First we need to know why nucleic acids are soluble in water. Water is a polar molecule – it has a partial negative charge near the oxygen atom due the unshared pairs of electrons, and partial positive charges near the hydrogen atoms (see the diagram on the right).

Because of these charges, polar molecules, like DNA or RNA, can interact electrostatically with the water molecules, allowing them to easily dissolve in water. Polar molecules can therefore be described as hydrophilic and non-polar molecules, which can’t easily interact with water molecules, are hydrophobic. Nucleic acids are hydrophilic due to the negatively charged phosphate (PO3-) groups along the sugar phosphate backbone.

The role of the salt…

Ok, so back to the protocol. The role of the salt in the protocol is to neutralize the charges on the sugar phosphate backbone. A commonly used salt is sodium acetate. In solution, sodium acetate breaks up into Na+ and [CH3COO]-. The positively charged sodium ions neutralize the negative charge on the PO3- groups on the nucleic acids, making the molecule far less hydrophilic, and therefore much less soluble in water.

The role of the ethanol…

The electrostatic attraction between the Na+ ions in solution and the PO3- ions are dictated by Coulomb’s Law, which is affected by the dielectric constant of the solution. Water has a high dielectric constant, which makes it fairly difficult for the Na+ and PO3- to come together. Ethanol on the other hand has a much lower dielectric constant, making it much easier for Na+ to interact with the PO3-, shield it’s charge and make the nucleic acid less hydrophilic, causing it to drop out of solution.

The role of temperature…

Incubation of the nucleic acid/salt/ethanol mixture at low temperatures (e.g. -20 or -80C) is commonly cited in protocols as necessary in protocols. However, according to Maniatis et al (Molecular Cloning, A Laboratory Manual 2nd Edition… 2nd edition?? – I need to get a newer version!), this is not required, as nucleic acids at concentrations as low as 20ng/mL will precipitate at 0-4C so incubation for 15-30 minutes on ice is sufficient.

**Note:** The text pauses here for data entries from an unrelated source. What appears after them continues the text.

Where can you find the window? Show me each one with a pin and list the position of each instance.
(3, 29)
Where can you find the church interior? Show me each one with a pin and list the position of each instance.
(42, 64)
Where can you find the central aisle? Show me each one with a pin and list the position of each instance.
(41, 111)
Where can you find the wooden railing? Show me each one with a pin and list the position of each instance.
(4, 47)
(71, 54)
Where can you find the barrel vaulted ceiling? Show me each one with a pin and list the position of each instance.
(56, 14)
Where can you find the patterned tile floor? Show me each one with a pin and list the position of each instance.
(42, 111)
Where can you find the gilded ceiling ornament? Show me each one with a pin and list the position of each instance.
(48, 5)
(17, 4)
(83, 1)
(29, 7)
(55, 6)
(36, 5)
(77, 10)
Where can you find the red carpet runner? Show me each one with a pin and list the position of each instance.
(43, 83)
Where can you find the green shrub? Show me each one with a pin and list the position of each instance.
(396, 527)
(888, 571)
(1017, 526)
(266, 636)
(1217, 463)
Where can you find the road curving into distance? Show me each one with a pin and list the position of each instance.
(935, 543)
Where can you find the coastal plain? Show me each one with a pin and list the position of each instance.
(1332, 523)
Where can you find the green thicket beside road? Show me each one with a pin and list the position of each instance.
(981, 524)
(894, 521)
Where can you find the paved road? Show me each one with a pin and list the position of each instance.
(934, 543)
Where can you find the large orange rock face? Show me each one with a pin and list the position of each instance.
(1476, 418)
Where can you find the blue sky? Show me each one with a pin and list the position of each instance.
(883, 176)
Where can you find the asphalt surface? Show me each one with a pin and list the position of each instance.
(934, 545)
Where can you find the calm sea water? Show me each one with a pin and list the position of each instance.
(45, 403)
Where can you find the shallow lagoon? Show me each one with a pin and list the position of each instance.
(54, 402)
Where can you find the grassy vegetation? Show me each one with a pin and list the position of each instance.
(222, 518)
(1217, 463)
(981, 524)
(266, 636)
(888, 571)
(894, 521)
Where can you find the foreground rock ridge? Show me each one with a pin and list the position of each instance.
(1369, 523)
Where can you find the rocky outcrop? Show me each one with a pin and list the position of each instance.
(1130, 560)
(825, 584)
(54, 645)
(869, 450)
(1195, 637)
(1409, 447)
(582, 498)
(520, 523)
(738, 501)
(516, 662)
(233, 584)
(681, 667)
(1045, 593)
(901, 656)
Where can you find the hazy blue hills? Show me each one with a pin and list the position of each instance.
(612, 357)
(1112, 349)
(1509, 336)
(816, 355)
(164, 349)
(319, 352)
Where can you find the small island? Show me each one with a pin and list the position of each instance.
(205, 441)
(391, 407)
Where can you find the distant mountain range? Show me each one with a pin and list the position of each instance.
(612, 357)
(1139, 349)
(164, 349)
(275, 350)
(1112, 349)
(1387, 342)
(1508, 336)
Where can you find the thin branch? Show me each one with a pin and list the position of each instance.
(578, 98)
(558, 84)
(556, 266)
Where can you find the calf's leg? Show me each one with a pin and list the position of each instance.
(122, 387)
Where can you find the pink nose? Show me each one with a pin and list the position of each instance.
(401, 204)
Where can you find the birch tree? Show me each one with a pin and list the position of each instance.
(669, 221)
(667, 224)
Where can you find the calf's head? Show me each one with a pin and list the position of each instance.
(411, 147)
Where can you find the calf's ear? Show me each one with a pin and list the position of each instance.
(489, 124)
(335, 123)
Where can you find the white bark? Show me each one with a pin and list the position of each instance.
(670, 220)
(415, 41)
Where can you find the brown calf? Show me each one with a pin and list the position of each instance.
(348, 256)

The wash step with 70% ethanol…

This step is to wash any residual salt away from the pelleted DNA.

A few tips on nucleic acid precipitation…

  • Choice of salt
    • Use Sodium acetate (0.3M final conc, pH 5.2) for routine DNA precipitations
    • Use Sodium chloride (0,2M final conc) for DNA samples containing SDS since NaCl keeps SDS soluble in 70% ethanol so it won’t precipitate with the DNA.
    • Use Lithium Chloride (0.8M final conc) for RNA. This is because 2.5-3 volumes of ethanol should be used for RNA precipitation and LiCl is more soluble in ethanol than NaAc so will not precipitate, but beware – chloride ions will inhibit protein synthesis and DNA polymerase so LiCl is no good for RNA preps for in vitro translation or reverse transcription. In these cases, use NaAc.
    • Use Ammonium acetate (2M final conc) for the removal of dNTPs, but do not use for preparation of DNA for T4 polynucleotide kinase reactions as ammonium ions inhibit the enzyme.
  • To increase the yield in precipitations of low concentration or small nucleic acid pieces (less than 100 nucleotides)
    • Add MgCl2 to a final concentration of 0.01M
    • Increase the time of incubation ice before centrifugation to 1 hour.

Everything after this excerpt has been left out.